Lebih jauh, untuk memahami proses integrasi Eropa dalam kacamata
neofungsionalisme, Rosamond mengajukan kembali proposisi-proposisinya,
yaitu: a. Integrasi pada awalnya dimulai dari bidang-bidang low politics, tetapi
megambil sektor yang strategis, yaitu batubara dan baja; b. integrasi menciptakan
otoritas tinggi (high authority) tanpa mengurangi kandungan dari kepentingan
nasional dan memberikan keleluasan negara-negara anggota untuk bertindak

sebagai pendorong integrasi; c. integrasi dalam sektor-sektor ekonomi utama antar
negara akan menciptakan tekanan-tekanan fungsional dalam sektor-sektor
ekonomi lainnya. Momentum ini akan berlanjut dengan panduan yang dimainkan
oleh high authority; d. integrasi yang semakin kuat tidak hanya didorong oleh
otoritas tinggi. Di sini secara bertahap, berdasarkan kepentigan-kepetingan sosial
yang mana loyalitas semula diarahkan pada otoritas nasional perlahan bergeser
pada otoritas yang lebih tinggi ketika kepentingan material mereka bisa dipenuhi
melalui integrasi.
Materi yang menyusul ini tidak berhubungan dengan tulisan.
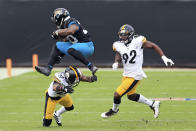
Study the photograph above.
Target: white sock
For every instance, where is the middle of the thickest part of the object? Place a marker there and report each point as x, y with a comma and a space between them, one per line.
60, 111
115, 107
145, 100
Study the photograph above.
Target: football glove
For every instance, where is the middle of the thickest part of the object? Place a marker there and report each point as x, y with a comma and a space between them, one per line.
93, 78
115, 66
167, 61
55, 35
68, 89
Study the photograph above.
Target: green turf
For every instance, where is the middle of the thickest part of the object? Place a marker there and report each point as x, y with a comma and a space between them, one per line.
22, 104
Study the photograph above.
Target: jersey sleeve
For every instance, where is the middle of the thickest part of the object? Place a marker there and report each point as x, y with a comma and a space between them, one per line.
73, 22
56, 78
116, 46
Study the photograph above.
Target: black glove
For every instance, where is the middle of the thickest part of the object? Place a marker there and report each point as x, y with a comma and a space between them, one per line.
93, 78
54, 35
68, 89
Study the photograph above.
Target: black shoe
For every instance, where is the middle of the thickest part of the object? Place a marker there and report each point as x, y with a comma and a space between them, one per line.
93, 69
44, 70
57, 119
109, 113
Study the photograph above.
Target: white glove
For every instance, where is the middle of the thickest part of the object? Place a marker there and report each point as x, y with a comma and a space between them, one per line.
115, 66
167, 60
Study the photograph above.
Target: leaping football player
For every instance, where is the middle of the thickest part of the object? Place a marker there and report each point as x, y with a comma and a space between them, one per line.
129, 51
72, 40
58, 92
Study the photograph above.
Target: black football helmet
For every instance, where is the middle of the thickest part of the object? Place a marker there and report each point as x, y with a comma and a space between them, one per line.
126, 33
72, 75
59, 16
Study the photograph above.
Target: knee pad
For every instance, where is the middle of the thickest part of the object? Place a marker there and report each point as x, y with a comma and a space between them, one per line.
69, 108
134, 97
117, 100
47, 122
71, 50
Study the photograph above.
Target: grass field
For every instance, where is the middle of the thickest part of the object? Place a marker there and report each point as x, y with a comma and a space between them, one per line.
22, 103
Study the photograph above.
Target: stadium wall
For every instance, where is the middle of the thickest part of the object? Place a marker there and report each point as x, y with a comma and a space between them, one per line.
26, 29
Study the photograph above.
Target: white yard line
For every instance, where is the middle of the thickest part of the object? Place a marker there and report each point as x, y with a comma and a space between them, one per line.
19, 71
15, 72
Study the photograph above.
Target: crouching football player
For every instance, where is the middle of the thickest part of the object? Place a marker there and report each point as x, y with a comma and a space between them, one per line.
58, 92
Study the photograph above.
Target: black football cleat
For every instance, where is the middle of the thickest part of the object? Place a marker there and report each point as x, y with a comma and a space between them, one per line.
57, 119
43, 70
109, 113
93, 69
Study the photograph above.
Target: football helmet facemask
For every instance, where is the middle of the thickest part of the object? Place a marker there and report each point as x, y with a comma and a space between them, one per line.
126, 33
72, 75
59, 16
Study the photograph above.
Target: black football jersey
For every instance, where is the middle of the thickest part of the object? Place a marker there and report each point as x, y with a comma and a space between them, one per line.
81, 35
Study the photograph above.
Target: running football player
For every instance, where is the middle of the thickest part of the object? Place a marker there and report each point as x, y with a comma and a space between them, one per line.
58, 92
72, 40
129, 51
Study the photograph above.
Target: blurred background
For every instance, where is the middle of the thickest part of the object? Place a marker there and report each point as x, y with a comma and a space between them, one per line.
26, 28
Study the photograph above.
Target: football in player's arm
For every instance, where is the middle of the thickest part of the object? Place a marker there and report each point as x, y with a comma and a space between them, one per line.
58, 93
129, 51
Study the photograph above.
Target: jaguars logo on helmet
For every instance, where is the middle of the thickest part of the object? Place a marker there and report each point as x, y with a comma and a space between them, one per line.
72, 75
59, 16
126, 33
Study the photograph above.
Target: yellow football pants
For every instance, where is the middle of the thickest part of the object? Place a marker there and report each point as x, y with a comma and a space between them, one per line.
50, 104
128, 86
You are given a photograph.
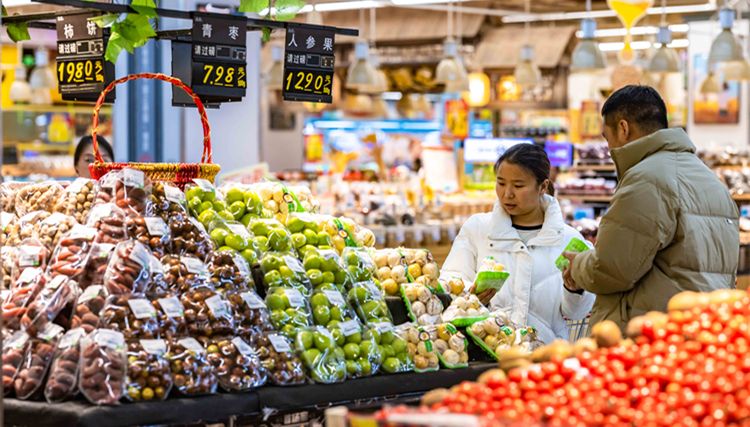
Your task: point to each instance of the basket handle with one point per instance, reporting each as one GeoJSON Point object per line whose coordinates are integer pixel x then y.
{"type": "Point", "coordinates": [206, 158]}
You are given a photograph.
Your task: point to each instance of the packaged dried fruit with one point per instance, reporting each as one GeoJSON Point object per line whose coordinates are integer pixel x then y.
{"type": "Point", "coordinates": [283, 269]}
{"type": "Point", "coordinates": [184, 273]}
{"type": "Point", "coordinates": [37, 197]}
{"type": "Point", "coordinates": [152, 232]}
{"type": "Point", "coordinates": [423, 306]}
{"type": "Point", "coordinates": [362, 355]}
{"type": "Point", "coordinates": [289, 310]}
{"type": "Point", "coordinates": [251, 316]}
{"type": "Point", "coordinates": [37, 360]}
{"type": "Point", "coordinates": [237, 365]}
{"type": "Point", "coordinates": [368, 303]}
{"type": "Point", "coordinates": [89, 307]}
{"type": "Point", "coordinates": [14, 350]}
{"type": "Point", "coordinates": [128, 270]}
{"type": "Point", "coordinates": [131, 315]}
{"type": "Point", "coordinates": [149, 376]}
{"type": "Point", "coordinates": [192, 375]}
{"type": "Point", "coordinates": [277, 356]}
{"type": "Point", "coordinates": [77, 199]}
{"type": "Point", "coordinates": [420, 345]}
{"type": "Point", "coordinates": [166, 201]}
{"type": "Point", "coordinates": [189, 237]}
{"type": "Point", "coordinates": [63, 377]}
{"type": "Point", "coordinates": [72, 253]}
{"type": "Point", "coordinates": [171, 316]}
{"type": "Point", "coordinates": [103, 365]}
{"type": "Point", "coordinates": [57, 293]}
{"type": "Point", "coordinates": [109, 221]}
{"type": "Point", "coordinates": [207, 314]}
{"type": "Point", "coordinates": [229, 271]}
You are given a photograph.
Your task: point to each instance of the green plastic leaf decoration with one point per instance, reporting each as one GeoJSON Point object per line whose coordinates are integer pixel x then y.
{"type": "Point", "coordinates": [253, 6]}
{"type": "Point", "coordinates": [288, 9]}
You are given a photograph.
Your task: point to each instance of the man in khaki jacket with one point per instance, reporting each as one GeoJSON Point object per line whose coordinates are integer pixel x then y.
{"type": "Point", "coordinates": [672, 225]}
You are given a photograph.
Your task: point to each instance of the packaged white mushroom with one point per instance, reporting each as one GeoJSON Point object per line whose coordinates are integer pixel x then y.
{"type": "Point", "coordinates": [420, 346]}
{"type": "Point", "coordinates": [423, 306]}
{"type": "Point", "coordinates": [465, 310]}
{"type": "Point", "coordinates": [493, 335]}
{"type": "Point", "coordinates": [451, 346]}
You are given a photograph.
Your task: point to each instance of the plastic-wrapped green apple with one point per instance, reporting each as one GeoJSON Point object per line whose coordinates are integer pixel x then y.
{"type": "Point", "coordinates": [218, 236]}
{"type": "Point", "coordinates": [322, 315]}
{"type": "Point", "coordinates": [237, 209]}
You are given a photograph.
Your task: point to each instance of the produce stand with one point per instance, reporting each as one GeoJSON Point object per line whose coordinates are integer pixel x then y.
{"type": "Point", "coordinates": [249, 406]}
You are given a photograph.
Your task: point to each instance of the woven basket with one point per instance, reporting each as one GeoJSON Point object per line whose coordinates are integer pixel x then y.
{"type": "Point", "coordinates": [178, 174]}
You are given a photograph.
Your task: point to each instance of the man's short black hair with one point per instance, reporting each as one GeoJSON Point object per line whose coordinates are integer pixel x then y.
{"type": "Point", "coordinates": [638, 105]}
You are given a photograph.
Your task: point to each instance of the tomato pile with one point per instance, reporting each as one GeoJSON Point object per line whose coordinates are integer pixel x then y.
{"type": "Point", "coordinates": [690, 367]}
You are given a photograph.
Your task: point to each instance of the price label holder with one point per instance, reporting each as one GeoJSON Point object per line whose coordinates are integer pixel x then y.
{"type": "Point", "coordinates": [214, 61]}
{"type": "Point", "coordinates": [82, 72]}
{"type": "Point", "coordinates": [308, 63]}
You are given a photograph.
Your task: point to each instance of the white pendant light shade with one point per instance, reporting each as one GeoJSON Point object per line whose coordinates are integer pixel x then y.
{"type": "Point", "coordinates": [361, 75]}
{"type": "Point", "coordinates": [526, 72]}
{"type": "Point", "coordinates": [275, 75]}
{"type": "Point", "coordinates": [587, 55]}
{"type": "Point", "coordinates": [726, 47]}
{"type": "Point", "coordinates": [665, 60]}
{"type": "Point", "coordinates": [711, 84]}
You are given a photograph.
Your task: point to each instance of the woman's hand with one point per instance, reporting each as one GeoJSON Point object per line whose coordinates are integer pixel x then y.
{"type": "Point", "coordinates": [484, 297]}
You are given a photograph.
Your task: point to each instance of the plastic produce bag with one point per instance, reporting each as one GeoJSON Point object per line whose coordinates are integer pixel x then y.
{"type": "Point", "coordinates": [166, 202]}
{"type": "Point", "coordinates": [37, 197]}
{"type": "Point", "coordinates": [192, 374]}
{"type": "Point", "coordinates": [321, 356]}
{"type": "Point", "coordinates": [207, 314]}
{"type": "Point", "coordinates": [189, 237]}
{"type": "Point", "coordinates": [77, 199]}
{"type": "Point", "coordinates": [37, 360]}
{"type": "Point", "coordinates": [132, 315]}
{"type": "Point", "coordinates": [229, 271]}
{"type": "Point", "coordinates": [368, 303]}
{"type": "Point", "coordinates": [149, 376]}
{"type": "Point", "coordinates": [152, 232]}
{"type": "Point", "coordinates": [420, 344]}
{"type": "Point", "coordinates": [465, 311]}
{"type": "Point", "coordinates": [362, 355]}
{"type": "Point", "coordinates": [329, 308]}
{"type": "Point", "coordinates": [284, 269]}
{"type": "Point", "coordinates": [63, 378]}
{"type": "Point", "coordinates": [171, 316]}
{"type": "Point", "coordinates": [251, 316]}
{"type": "Point", "coordinates": [103, 365]}
{"type": "Point", "coordinates": [289, 310]}
{"type": "Point", "coordinates": [129, 269]}
{"type": "Point", "coordinates": [236, 364]}
{"type": "Point", "coordinates": [89, 307]}
{"type": "Point", "coordinates": [109, 220]}
{"type": "Point", "coordinates": [325, 271]}
{"type": "Point", "coordinates": [277, 356]}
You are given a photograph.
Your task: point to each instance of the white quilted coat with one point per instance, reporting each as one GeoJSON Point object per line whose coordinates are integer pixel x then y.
{"type": "Point", "coordinates": [542, 304]}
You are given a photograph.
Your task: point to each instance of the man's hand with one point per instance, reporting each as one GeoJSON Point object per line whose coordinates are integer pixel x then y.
{"type": "Point", "coordinates": [485, 296]}
{"type": "Point", "coordinates": [567, 274]}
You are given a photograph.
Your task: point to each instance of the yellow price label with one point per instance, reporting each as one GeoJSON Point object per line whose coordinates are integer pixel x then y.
{"type": "Point", "coordinates": [82, 71]}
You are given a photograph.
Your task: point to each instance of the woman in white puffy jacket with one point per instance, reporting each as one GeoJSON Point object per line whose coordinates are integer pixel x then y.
{"type": "Point", "coordinates": [526, 233]}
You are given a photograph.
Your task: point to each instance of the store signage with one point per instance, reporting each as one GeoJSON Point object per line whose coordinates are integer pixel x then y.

Kepentingan ini menjadi kepentingan tetap dalam sistem Eropa
seiring dengan kerangka supranasional baru yang mulai bekerja; e. semakin
kuatnya integrasi dalam bidang ekonomi, maka diperlukan institusional lebih jauh
seperti juga integrasi yang semakin luas memerlukan kompleksitas dalam
pengaturannya.
Melihat proposisi tersebut, dengan kata lain, integrasi politik adalah akibat
sampingan yang tidak bisa dihindarkan dari integrasi ekonomi, selanjutnya,
integrasi ekonomi secara bertahap akan diikuti oleh suatu tingkatan institusional
supranasional, dan sebagai jalan yang efektif untuk menuju perdamaian jangka
panjang di Eropa.

Objek Penulisan
Profil Uni Eropa

Negara-negara anggota Uni Eropa merupakan sebuah organisasi
antarpeerintah dan supranasional yang beranggotakan 27 negara Eropa Barat.
Yang dimaksud dengan organisasi supra-nasional adalah suatu pengaturan yang
mana pemerintahan nasional menyerahkan kedaulatannya kepada badan
pemerintahan internasional. Dengan demikian, badan internasional tersebut diakui
sebagai badan yang yang lebih tinggi daripada negara.

4

Pada awalnya pembentukkan kerja sama ekonomi negara-negara Eropa,
hanya 6 negara Eropa yang ikut berpartisipasi di dalamnya. Keenam negara
tersebut di antaranya adalah Belgia, Jerman, Perancis, Italia, Luxemburg, dan
Belanda yang kemudian keenam negara tersebut dianggap sebagai negara-negara
pendiri Uni Eropa. Sejak bergabungnya Krosia pada tanggal 1 Juli 2013, Uni
Eropa memiliki 28 negara anggota sebelum akhirnya Inggris keluar dari Uni
Eropa (Immanuel & Wahyudi, 2016, hal. 19).
Tujuan dibentukya Uni Eropa
Tujuan utama dibentuknya European Community (EU) yang kemudian
bertransformassi menjadi European Union (EU) adalah terciptanya pasar bebas.
Ketentuan-ketentuan khusus yang mengaturnya adalah Pasal 3 (a) yang melarang

adanya cukai; Pasal 3 (b) mengatur Community common commercial policy
seperti dalam bidang pertanian, perikanan, dan transportasi; Pasal 3 (g) secara
khusus mewajibkan Community memasyarakatka9n bahwa persaingan dijamin
dalam internal market tidak terganggu, dan Pasal 3 (h) mengatur tentang
perkiraan tingkat kebutuhan hukum dalam pasar bebas (Immanuel & Wahyudi,
2016, hal. 4).
Bila dilacak dari sejumlah dokumen atau traktat Uni Eropa, persyaratan
keaggotaan Uni Eropa dapat diketahui melalui dua dokumen atau traktat. Pertama,
kriteria geografis yang dirumuskan dalam Treaty Maastricht pada tahun 1992.
Dalam ayat O Traktat Maastricht, hanya negara-negara Eropa saja yang dapat
mengajukan diri sebagai bagian Uni Eropa. Kedua, kriteria politik, ekonomi, dan
legislatif yang dirumuskan dalam Copenhagen Criteria pada tahun 1993 berupa
pemerintahan yang demokratis, penegakan hukum, penegakan hak azasi manusia,
dan penghargaan atas kelompok minoritas. Sementara, indikator ekonomi
diturunkan melalui penerapan ekonomi pasar (Immanuel & Wahyudi, 2016, hal.
22). Berangkat dari hal ini, penulis melihat adanya pencapaian sebuah entitas
komunitas politik, yang lebih besar dari nation state.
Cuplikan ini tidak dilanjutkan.